De silêncio e recolhimento, costumeiramente cinza e chuvoso, chega o dia dos mortos. Minha mãe lembrava que os trens deixavam de apitar. Mas não é assim em toda parte.
No México, comendo gulosamente caveirinhas de açúcar, fantasiados divertidamente de esqueletos macabros, todos dançam e ululam: verdadeiro Carnaval para eles. Gosto da proposta. Agrada-me essa coragem para celebrar algo que, em geral, tememos fortemente. Sem dissimulação ou tentativa de engano, os mexicanos — com sua postura alegre nessa data — aceitam que mortais é o que somos e o que nos dilacera.
Também é o que dá à vida seu preço mais elevado. Se não morrêssemos, se o viver não se destacasse do fundo escuro da morte, seria tão radiante? Rara? Perturbadora? Importante caminho: pensar a morte para amar melhor a vida, como ela é, frágil e passageira.
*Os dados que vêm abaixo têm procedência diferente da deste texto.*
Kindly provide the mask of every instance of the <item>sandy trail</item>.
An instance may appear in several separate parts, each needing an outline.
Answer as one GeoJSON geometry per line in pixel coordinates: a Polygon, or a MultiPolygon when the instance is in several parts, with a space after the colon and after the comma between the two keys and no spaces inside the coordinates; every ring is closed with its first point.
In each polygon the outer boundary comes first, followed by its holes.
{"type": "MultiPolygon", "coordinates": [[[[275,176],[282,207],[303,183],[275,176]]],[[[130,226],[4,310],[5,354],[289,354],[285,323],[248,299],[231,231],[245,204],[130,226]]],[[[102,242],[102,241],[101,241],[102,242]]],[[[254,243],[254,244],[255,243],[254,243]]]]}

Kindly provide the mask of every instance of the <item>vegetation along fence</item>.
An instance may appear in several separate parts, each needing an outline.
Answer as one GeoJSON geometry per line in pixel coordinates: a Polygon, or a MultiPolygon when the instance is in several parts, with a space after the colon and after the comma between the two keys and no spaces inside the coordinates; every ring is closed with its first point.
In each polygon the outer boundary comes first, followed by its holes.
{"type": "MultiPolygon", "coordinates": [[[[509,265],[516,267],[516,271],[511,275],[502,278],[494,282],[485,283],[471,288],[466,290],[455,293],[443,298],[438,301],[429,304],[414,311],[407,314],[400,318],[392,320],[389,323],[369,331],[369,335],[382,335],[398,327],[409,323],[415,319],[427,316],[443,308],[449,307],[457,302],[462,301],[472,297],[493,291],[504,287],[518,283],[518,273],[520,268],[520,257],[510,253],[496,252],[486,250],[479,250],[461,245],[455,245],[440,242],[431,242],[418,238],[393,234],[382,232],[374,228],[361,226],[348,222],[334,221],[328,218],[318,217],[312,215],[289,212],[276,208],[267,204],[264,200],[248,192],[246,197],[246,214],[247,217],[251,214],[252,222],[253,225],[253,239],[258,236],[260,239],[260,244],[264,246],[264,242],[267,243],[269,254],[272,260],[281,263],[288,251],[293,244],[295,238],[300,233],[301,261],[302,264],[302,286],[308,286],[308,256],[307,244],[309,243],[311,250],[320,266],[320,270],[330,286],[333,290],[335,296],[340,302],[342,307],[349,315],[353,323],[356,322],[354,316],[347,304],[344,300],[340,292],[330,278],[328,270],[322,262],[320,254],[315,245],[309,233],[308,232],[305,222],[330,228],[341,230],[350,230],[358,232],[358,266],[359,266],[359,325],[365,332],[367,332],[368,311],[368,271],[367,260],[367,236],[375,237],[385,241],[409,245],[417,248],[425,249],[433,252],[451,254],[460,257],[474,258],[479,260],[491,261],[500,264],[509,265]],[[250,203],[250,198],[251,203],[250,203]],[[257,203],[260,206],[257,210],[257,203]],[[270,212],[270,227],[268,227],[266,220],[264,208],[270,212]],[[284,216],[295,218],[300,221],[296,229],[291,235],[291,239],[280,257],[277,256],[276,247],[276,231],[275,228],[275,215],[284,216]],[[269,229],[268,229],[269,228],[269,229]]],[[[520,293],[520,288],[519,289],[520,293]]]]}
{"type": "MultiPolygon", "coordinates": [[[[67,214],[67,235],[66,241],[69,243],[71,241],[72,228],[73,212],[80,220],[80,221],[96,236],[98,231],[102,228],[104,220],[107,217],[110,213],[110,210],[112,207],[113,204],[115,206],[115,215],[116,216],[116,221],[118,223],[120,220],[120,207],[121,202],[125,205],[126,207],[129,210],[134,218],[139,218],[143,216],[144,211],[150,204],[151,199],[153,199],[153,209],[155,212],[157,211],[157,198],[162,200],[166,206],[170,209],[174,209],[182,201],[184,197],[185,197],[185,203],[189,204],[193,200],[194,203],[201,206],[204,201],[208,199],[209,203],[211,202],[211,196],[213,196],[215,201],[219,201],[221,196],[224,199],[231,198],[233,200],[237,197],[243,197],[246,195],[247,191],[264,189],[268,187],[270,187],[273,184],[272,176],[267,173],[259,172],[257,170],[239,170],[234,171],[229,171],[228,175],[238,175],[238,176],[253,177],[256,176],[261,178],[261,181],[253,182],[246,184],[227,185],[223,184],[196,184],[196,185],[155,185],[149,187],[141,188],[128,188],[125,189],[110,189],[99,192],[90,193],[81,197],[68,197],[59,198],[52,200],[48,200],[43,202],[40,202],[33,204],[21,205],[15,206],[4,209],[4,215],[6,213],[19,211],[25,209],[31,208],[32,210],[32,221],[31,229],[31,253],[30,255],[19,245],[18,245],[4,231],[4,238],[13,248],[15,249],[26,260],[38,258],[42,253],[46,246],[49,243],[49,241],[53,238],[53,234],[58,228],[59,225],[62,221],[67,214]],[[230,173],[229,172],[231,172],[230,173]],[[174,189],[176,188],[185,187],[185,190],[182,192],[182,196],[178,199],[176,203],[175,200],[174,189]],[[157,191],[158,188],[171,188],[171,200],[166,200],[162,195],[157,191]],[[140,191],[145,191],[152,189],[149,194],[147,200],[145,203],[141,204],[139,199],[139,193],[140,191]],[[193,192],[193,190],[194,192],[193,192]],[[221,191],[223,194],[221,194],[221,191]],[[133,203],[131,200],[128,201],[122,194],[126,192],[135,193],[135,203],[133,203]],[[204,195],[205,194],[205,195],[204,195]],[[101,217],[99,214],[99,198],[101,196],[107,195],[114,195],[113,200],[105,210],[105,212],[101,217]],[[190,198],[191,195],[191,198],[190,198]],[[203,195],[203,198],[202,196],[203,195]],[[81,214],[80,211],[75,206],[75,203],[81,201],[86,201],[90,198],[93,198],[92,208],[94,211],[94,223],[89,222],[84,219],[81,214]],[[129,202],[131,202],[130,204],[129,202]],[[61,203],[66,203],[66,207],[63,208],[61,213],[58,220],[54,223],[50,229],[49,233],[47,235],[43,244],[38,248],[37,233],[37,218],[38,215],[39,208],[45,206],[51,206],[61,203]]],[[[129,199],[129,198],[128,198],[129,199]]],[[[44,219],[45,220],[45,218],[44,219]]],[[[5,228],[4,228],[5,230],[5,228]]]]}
Viver é combater, resistir, sobreviver, e ninguém pode fazê-lo indefinidamente. No fim, é preciso morrer, única conclusão que nos é prometida. O adágio latino é correto: se queres ser capaz de suportar a vida, estás pronto para aceitar a morte.
A fórmula cultural mexicana parece afastar claramente o luto da questão. Mais do que chorar ou lamentar os mortos, os irmãos de raiz asteca comemoram. Estão certos. Como não celebrar o que é — para toda comemoração, toda vida — o horizonte último?
Vamos refletir um instante: é preciso acolher a morte como objeto necessário. Se não fosse ela, cada momento da vida teria o mesmo sabor. É o enigma derradeiro que torna misteriosa nossa vida e nos torna humanos ou, na palavra que os gregos empregavam para nos designar: “mortais” — os que vão morrer.
Epicuro, grande sábio, compreendeu claramente que toda a nossa vida depende da morte. Ele ensinava: “contra todas as outras coisas é possível obter a segurança; mas, por causa da morte, todos nós, os mortais (podemos entender, os homens), habitamos uma cidade sem muralhas”.
Não sei se concordo por inteiro. Há sim uma possibilidade de defesa diante desse pleno desafio. Nós que acreditamos em algo depois da morte, pensamos e vivemos de maneira diferente de quem não acredita. Para nós, espiritualistas, a morte é o começo da vida verdadeira, o que nunca dispensou ninguém de morrer, mas esclareceu muita gente de antemão sobre o que morrer significa.